Sometimes, the converts are annoyingly rigid and sectarian. This can bother those who are long comfortable in their faith and thus at ease with pluralism. But there is also the opposite fear: that the new allies haven’t really changed their thinking and are only trying to sow heretical notions among the orthodox.
It is the second anxiety that animates an unease among some progressives about anti-Trump Republicans and conservatives. This has fostered a limited but vocal backlash against the idea that John Kasich, the Republican former Ohio governor, might address the scaled-back Democratic National Convention on behalf of presumptive nominee Joe Biden.
The easy answer to this apprehension is to say that if you believe (as I certainly do) that defeating President Trump is the prerequisite for anything good happening again in American politics, you should welcome everyone willing to help get the job done. And in light of Trump’s threats to challenge the results if he loses, the health of our democracy may depend on Biden’s winning by a landslide that would leave not a smidgen of doubt about what the voters were saying. This is an all-hands-on-deck proposition.
If the race tightens, the Republican converts could be essential to getting Biden over the line.
Finally, for a progressive program to have any chance in Congress, the Democrats will have to take over the Senate. The bigger Biden’s margin, the better the chances of this happening.

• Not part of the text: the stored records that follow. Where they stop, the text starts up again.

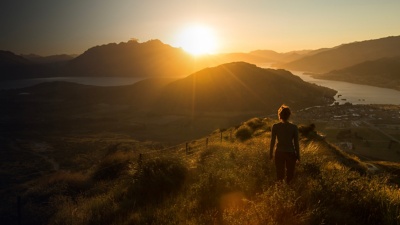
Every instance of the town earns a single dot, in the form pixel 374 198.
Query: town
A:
pixel 371 132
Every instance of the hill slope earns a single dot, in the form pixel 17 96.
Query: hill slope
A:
pixel 241 87
pixel 383 72
pixel 227 181
pixel 347 55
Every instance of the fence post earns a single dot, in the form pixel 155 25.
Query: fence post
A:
pixel 140 158
pixel 19 210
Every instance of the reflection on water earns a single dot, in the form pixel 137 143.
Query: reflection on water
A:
pixel 96 81
pixel 356 93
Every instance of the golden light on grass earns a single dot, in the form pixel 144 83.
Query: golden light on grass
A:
pixel 197 40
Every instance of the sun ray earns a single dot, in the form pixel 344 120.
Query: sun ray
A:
pixel 197 40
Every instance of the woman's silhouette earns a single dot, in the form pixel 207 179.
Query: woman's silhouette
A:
pixel 287 148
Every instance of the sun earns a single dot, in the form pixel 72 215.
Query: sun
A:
pixel 197 40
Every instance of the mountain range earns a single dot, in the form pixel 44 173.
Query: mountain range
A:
pixel 156 59
pixel 384 72
pixel 346 55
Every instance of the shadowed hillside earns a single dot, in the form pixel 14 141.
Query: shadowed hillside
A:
pixel 241 87
pixel 383 72
pixel 221 179
pixel 346 55
pixel 14 67
pixel 149 59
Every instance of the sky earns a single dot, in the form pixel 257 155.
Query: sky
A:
pixel 48 27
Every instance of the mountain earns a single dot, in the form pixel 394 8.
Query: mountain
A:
pixel 384 72
pixel 153 59
pixel 133 59
pixel 62 58
pixel 237 87
pixel 240 86
pixel 346 55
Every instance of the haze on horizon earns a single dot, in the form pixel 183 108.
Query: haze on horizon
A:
pixel 48 27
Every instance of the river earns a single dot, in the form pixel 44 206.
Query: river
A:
pixel 347 92
pixel 96 81
pixel 356 93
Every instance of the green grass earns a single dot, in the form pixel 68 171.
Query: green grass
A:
pixel 228 182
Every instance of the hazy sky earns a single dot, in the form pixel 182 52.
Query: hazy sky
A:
pixel 48 27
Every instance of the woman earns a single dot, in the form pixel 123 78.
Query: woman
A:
pixel 287 148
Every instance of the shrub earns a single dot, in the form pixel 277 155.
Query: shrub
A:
pixel 255 123
pixel 156 179
pixel 244 132
pixel 112 166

To these progressives, I’d argue that the point of this election, besides defeating Trump, is to shift the country’s political dynamic as decisively in their direction as Ronald Reagan did toward conservatives in 1980. And doing so requires not only welcoming new partners, but also nurturing their second thoughts about a conservative project to which many of them dedicated their lives.

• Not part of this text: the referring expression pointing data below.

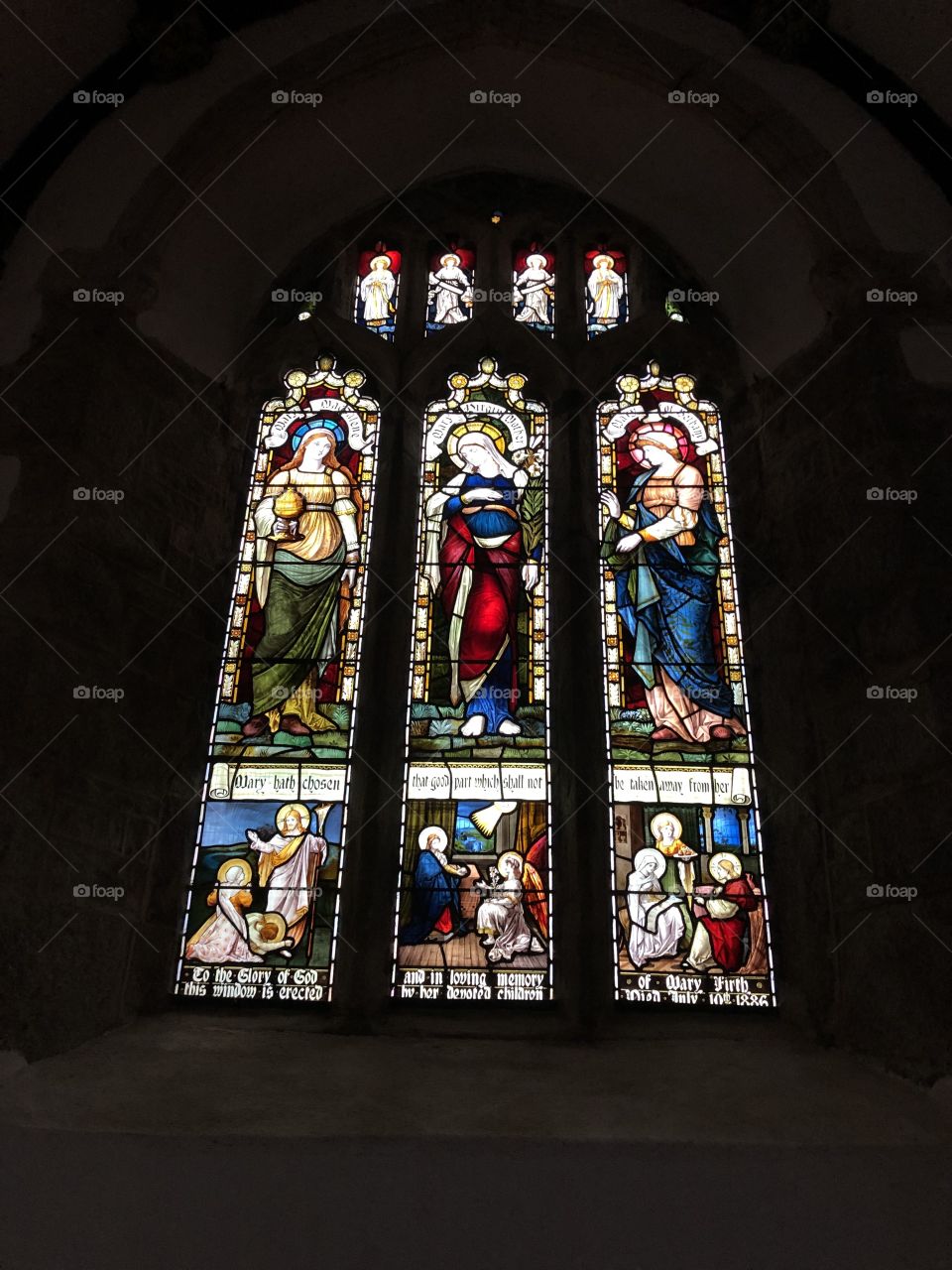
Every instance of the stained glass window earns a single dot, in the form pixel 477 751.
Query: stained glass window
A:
pixel 606 291
pixel 449 296
pixel 262 910
pixel 474 915
pixel 376 291
pixel 689 896
pixel 534 289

[H]e [Reagan] pulled politics and the intellectual center of gravity to the right by splitting the old New Deal alignment. . . . . . Now, a similar opportunity beckons the left and center-left.
Yes, some Biden Republicans just want to beat Trump and then get back to business as usual. (I still welcome their votes and appreciate their moral revulsion over what my Post colleague George F. Will recently called a “gangster regime.”)
But others are angry at the entire GOP. They are willing to acknowledge, in the wake of the Trump follies and the pandemic, that endless rounds of tax cuts for the wealthy and knee-jerk deregulation have damaged our society. Many of them accept that we need a new and far more equitable social contract That Trump and Trumpism create a national emergency is reason enough to pitch a very big tent. But this election could also open the way for a durable shift in the nation’s dominant public philosophy toward social decency and greater equality. A transformation of that sort requires the witness of converts.